Creating a Data Dictionary#

Motivation#

A data dictionary is a structured guide which contains the details of a data file. It should contain, at minimum, a list of field/column names, and some kind of description of what data each field holds. This often takes the form of a textual description, plus a note of the data type (text, decimals, date, boolean…) and/or a set of expected values.

A data dictionary is required by AutoParser for parser generation. This is to avoid having to send potentially sensitive or confidential data to an external body (in this case an externally hosted LLM hosted); instead a decription of what the data looks like from the dictionary can be sent to the LLM, which allows for mapping to occur without risking the unintentional release of data.

Many data capture services such as REDCaP will generate a data dictionary automatically when surveys are set up. However, where data is being captured either rapidly, or by individuals/small teams, a formal data dictionary may not have been created for a corresponding dataset. For this scenario, AutoParser provides functionality to generate a simple dictionary based on your data. This dictionary can then be used in other AutoParser modules.

Create a basic data dictionary#

AutoParser will take your raw data file and create a basic data dictionary. For an example dataset of animals, a generated data dictionary looks like this:

source_field	source_type	common_values
Identité	string
Province	choice	Equateur, Orientale, Katanga, Kinshasa
DateNotification	string
Classicfication	choice	FISH, amphibie, oiseau, Mammifère, poisson, REPT, OISEAU
Nom complet	string
Date de naissance	string
AgeAns	number
AgeMois	number
Sexe	choice	F, M, f, m, f, m , inconnu

source_field contains each column header from the source data, and source_type shows the data type in each column. ‘choice’ denotes where a small set of strings have been detected, so AutoParser assumes that specified terms are being used, and lists them in common values.

Notice that the source_description column is empty. This is done by default, so the user can add in a short text description in English (as this column is read by the LLM in later steps and assumes the text is written in English). For example, the description for the AgeMois column might be ‘Age in Months’.

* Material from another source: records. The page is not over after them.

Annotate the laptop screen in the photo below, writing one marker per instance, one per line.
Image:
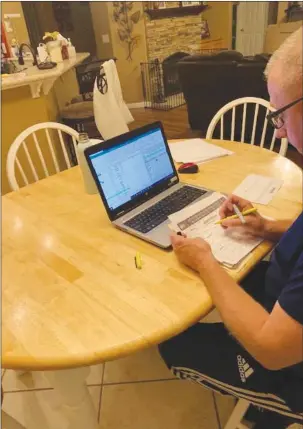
(128, 170)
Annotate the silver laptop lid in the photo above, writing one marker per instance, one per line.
(132, 168)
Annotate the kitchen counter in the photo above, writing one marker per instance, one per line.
(33, 97)
(40, 79)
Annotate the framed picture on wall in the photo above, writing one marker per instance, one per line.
(190, 3)
(161, 4)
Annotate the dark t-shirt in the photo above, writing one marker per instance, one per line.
(284, 282)
(284, 277)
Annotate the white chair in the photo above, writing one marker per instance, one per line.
(219, 117)
(51, 142)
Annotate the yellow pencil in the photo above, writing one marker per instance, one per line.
(138, 261)
(245, 213)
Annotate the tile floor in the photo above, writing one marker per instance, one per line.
(137, 392)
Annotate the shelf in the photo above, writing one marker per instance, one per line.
(171, 12)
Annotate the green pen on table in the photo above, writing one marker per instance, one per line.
(239, 215)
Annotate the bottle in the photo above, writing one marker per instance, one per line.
(64, 51)
(70, 49)
(88, 180)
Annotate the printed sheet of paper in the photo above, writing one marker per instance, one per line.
(258, 189)
(198, 220)
(196, 150)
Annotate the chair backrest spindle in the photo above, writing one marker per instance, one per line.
(15, 163)
(246, 114)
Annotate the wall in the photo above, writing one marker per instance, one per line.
(276, 34)
(219, 18)
(129, 70)
(100, 18)
(169, 35)
(18, 24)
(282, 6)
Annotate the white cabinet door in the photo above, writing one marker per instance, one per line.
(251, 26)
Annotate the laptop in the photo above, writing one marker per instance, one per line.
(138, 183)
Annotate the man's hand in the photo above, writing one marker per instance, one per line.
(193, 252)
(255, 224)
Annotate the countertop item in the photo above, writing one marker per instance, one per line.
(40, 78)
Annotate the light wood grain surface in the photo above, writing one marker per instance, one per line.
(71, 293)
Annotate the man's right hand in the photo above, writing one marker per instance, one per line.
(254, 223)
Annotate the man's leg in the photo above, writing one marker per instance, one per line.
(210, 356)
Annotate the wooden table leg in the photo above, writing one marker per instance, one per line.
(77, 403)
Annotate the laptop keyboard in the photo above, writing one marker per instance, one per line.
(159, 212)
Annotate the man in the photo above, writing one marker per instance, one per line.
(257, 352)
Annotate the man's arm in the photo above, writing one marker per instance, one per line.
(275, 340)
(274, 229)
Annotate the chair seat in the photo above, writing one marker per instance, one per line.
(81, 110)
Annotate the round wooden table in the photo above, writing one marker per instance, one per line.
(72, 296)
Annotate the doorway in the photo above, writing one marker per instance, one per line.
(251, 24)
(71, 18)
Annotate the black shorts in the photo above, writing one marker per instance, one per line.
(209, 355)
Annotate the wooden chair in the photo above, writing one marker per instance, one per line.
(38, 156)
(218, 119)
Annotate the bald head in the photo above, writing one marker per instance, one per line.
(286, 65)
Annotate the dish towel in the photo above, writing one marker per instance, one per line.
(111, 113)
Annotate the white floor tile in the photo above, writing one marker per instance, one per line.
(157, 405)
(144, 365)
(36, 380)
(35, 410)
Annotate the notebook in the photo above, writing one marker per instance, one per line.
(229, 247)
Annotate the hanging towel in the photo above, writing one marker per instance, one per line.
(113, 82)
(110, 117)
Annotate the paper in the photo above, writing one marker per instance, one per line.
(196, 150)
(198, 220)
(258, 189)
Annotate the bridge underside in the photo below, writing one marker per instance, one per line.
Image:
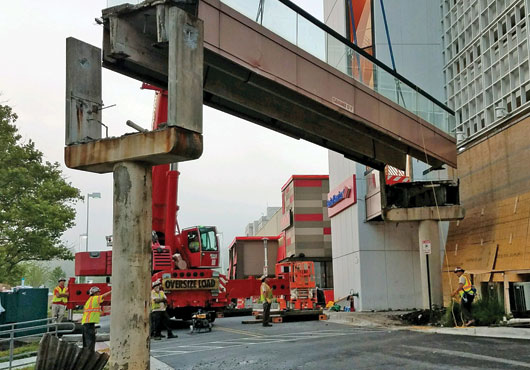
(256, 75)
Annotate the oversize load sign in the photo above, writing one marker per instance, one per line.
(191, 284)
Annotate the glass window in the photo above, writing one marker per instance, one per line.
(208, 239)
(193, 242)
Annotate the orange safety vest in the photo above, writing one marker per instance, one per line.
(57, 300)
(92, 310)
(467, 287)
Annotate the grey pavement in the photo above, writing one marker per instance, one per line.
(329, 345)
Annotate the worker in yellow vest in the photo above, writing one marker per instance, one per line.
(91, 313)
(159, 317)
(266, 298)
(467, 294)
(59, 300)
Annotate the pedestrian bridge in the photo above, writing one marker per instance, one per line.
(277, 66)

If instead you would like to auto-generate these descriptions, AutoParser can use an LLM to automate this step. Note, we strongly encourage all users to check the results of the auto-generated descriptions for accuracy before proceeding to use the described data dictionary to generate a data parser.

API#

autoparser.create_dict(data: DataFrame | str, config: Path | None = None) → DataFrame#

Create a basic data dictionary from a dataset.

Creates a data dictionary from a dataset, including the field name, field type, and common values (defined as occuring more than 25 times in the columns). Also creates an empty column for field decriptions, which can either be added by hand later, or auto-generated with an LLM using generate_descriptions().

Parameters:

data – Path to a CSV or XLSX file, or a DataFrame, containing the raw data.
config – Path to the configuration file to use if not using the default configuration

Returns:

Data dictionary containing field names, field types, and common values.

Return type:

pd.DataFrame

autoparser.generate_descriptions(data_dict: DataFrame | str, language: str, key: str | None = None, llm: str | None = 'openai', config: Path | None = None) → DataFrame#

Generate descriptions for the columns in the dataset.

Uses an LLM to auto-generate descriptions for a data dictionary based on the column headers.